Dental drugs with proarrhythmic risk in patients with Brugada syndrome: precaution instructions for practices in the field of orofacial pain

Scritto il 20/02/2026
da Dawool Han

Front Cardiovasc Med. 2026 Feb 4;13:1754683. doi: 10.3389/fcvm.2026.1754683. eCollection 2026.

ABSTRACT

Orofacial pain, diagnosed and treated in a subfield of dentistry, highly relies on long-term psychotropic, neuromodulating, and analgesic regimens that have the potential to alter cardiac ion channels and autonomic tone.
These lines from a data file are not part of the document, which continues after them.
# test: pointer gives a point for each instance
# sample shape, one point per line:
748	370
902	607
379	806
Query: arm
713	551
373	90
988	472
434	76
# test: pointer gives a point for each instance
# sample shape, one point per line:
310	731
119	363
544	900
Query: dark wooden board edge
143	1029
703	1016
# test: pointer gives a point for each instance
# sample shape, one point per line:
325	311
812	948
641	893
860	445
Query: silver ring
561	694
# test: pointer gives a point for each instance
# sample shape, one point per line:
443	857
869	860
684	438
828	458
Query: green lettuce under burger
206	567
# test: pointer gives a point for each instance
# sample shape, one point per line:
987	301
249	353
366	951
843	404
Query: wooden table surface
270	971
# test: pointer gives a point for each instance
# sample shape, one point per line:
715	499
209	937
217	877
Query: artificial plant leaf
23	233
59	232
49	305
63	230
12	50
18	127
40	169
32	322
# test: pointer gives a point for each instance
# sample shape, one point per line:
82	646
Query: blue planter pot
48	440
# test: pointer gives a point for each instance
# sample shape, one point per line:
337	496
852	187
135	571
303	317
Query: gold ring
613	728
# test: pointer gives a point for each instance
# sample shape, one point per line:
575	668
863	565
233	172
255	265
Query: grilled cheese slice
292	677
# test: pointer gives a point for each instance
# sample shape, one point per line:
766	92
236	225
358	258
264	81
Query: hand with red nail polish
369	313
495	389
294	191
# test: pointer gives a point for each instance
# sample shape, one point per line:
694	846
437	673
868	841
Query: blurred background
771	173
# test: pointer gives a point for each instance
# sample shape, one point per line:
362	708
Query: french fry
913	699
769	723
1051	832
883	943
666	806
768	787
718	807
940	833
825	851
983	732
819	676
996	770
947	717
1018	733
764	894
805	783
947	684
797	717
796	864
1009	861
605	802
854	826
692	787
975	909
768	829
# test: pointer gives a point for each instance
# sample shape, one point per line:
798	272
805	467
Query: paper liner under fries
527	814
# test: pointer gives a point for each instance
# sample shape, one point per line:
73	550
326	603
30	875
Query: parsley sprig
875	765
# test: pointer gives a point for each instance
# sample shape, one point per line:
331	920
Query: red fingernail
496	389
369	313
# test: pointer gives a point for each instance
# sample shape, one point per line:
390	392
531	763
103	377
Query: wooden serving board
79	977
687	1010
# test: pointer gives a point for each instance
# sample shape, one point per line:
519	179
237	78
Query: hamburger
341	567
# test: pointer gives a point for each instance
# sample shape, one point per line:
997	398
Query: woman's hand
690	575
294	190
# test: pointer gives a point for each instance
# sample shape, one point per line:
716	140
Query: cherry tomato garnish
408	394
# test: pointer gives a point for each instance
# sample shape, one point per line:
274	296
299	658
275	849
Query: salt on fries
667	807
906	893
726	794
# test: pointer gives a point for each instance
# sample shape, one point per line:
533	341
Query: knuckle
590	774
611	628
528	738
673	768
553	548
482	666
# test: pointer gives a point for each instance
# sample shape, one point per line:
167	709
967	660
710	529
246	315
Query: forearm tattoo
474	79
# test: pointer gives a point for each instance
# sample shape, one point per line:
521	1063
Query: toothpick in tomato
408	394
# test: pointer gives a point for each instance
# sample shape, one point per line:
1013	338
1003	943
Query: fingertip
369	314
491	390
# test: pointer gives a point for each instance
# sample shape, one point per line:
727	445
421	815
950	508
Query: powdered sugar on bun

In patients with inherited arrhythmia syndromes such as Brugada syndrome (BrS), these drugs may unmask a type 1 Brugada electrocardiographic pattern or trigger malignant ventricular arrhythmias and sudden cardiac death, yet most dental guidance addresses only short-term use of local anesthetics. In this narrative review, we synthesize evidence on the arrhythmogenic potential of medications used for orofacial pain-non-steroidal anti-inflammatory drugs, tricyclic antidepressants, anticonvulsants, and primary headache therapies. Finally, we propose a pragmatic risk-stratified approach for orofacial pain specialists. Incorporating channelopathy-specific precautions into orofacial pain pharmacotherapy may reduce drug-induced ventricular arrhythmias and sudden cardiac death while preserving effective long-term pain control.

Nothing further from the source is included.